Pemantiknya pasti kiai juga lebih tahu. Agama. Padahal, bila orang-orang itu mengetahui, Kiai pernah berpesan pada lanjutan pidato itu. Kiai menyampaikan pada pidato pembukaan muktamar Nu ke-17
‘’Kita menemukan bahwa peran masyarakat muslim dalam arena (politik) ini sangat tidak penting. Pengaruh agama dalam arena politik di Indonesia sangat lemah, bahkan mati. Bahkan, ada bahaya yang lebih besar lagi yaitu Islam telah digunakan oleh sebagian orang sebagai kendaraan mencapai tujuan-tujuan dan harapan-harapan mereka baik dalam bidang politik maupun pribadi. Sangatlah berbahaya bila masyarakat memandang mereka tidak tindakannya tidak sesuai dengan ajaran islam, sebagai muslim,’’
Dua pesan kiai ini saya cuplik dari buku Fajar Bekangunan Ulama Biografi KH Hasyim Asyari. Buku itu dituliskan oleh Lathiful Khuluq.
Kiai, meksi di tengah hiruk pikuk NU yang ada di pusat tapi masih ada santri-santri di kampung yang terus ber-NU tanpa kepentingan. Seorang pria yang sudah berusia lanjut masih tetap ber-NU dan menjaga tradisi-tradisinya di musola kampungnya.

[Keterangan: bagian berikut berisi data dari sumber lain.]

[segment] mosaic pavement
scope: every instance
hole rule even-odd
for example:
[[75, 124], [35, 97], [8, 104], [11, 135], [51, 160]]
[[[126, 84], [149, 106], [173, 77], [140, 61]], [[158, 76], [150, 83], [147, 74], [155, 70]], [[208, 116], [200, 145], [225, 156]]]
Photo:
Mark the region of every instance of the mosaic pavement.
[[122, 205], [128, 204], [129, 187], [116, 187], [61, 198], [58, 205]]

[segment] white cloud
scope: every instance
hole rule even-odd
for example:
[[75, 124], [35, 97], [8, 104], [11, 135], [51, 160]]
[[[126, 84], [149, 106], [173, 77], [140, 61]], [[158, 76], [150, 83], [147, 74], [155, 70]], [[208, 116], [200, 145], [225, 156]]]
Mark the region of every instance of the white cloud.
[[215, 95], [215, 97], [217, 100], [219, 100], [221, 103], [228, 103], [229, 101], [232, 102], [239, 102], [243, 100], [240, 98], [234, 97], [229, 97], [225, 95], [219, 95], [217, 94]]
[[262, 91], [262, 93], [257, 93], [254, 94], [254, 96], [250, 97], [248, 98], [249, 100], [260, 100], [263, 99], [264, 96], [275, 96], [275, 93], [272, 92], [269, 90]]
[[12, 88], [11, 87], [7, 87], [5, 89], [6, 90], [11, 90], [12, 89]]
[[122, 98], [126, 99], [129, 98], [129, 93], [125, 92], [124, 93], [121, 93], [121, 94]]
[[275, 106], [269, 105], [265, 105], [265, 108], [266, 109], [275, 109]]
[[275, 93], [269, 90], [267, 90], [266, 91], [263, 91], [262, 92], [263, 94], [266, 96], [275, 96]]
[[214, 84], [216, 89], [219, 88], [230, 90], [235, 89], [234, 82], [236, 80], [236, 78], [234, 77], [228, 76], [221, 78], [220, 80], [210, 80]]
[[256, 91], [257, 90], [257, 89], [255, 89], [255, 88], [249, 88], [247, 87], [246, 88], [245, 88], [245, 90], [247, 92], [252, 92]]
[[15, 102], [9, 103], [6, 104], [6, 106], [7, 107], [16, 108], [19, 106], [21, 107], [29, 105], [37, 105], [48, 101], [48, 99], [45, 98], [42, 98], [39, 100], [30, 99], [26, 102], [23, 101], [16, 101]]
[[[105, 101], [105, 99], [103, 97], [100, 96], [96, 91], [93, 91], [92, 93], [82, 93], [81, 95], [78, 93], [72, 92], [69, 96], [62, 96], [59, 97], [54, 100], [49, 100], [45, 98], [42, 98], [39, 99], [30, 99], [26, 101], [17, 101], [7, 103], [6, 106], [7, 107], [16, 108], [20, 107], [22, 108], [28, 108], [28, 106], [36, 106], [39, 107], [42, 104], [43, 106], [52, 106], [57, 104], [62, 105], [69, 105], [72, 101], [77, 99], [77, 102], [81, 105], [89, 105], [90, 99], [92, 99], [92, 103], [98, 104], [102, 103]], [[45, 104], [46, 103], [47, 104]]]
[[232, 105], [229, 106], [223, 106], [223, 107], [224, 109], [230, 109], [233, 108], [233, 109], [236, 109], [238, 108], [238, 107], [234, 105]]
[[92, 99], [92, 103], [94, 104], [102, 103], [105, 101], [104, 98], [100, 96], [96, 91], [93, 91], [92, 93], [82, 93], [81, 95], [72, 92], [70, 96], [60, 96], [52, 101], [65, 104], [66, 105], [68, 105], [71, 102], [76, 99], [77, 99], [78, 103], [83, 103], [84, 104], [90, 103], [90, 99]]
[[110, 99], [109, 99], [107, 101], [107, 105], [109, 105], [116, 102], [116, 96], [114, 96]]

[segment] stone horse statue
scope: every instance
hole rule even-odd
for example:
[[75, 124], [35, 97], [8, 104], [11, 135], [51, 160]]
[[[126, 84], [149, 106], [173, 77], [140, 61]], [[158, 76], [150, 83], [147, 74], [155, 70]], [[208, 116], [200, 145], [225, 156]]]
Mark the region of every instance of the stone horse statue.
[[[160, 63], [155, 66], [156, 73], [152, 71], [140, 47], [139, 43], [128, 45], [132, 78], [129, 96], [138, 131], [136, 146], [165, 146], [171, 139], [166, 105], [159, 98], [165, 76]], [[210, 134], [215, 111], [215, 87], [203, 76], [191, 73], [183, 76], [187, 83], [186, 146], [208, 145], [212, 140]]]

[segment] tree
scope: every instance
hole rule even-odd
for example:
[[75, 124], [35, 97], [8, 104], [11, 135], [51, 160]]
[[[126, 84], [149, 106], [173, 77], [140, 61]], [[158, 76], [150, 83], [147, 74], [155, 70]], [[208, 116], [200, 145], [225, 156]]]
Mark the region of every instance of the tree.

Perempuan-perempuan NU pun yang mengenakan baju hijau masih berduyun-duyun ke langgar terdekat untuk mengikuti diba’an. Kiai, melihat ini saya justru berpandangan mereka yang ada di kampung-kampunglah yang sesungguhnya sebagai penjaga terdepan tradisi NU.
Sebelum mengakhiri surat ini, saya sebetulnya ingin ngangsu kaweruh tentang pendapat kiai soal industri.
Apa memang diperbolehkan? Bagaimana NU menyikapi bila ada industri yang berdiri di suatu daerah lantas pabrik itu membuat pencemaran lingkungan? Jujur, tak ada kiai sekarismatik panjenangan untuk saya tanya soal industri ini. Sebab, bumi ini sudah semakin tua kiai.
Saya jadi ingat kisah kiai. Saat memutuskan untuk mendirikan pesantren di dekat sebuah industri milik belanda waktu itu. Namun, niat kiai benar-benar ikhlas dan berjuang hingga melakukan perlawan dengan jalan pendidikan. Pesantren pun kian besar.
Jadi, saya berfikir, kehadiran pesantren di dekat industri itu sebagai simbol pertentangan langsung dengan teknologi barat dan efek negatif pada pikiran dan masyarkat.
Kiai, matur nuwun atas waktunya. Doakan kami santri-santrimu dan bangsa ini. Sebelum mengakhiri surat ini, izinkan saya untuk mencium tangan kiai seperti lazimnya santri yang ngalap barokah.
Wasalamualaikum warohmatullahi wabaraokatuh.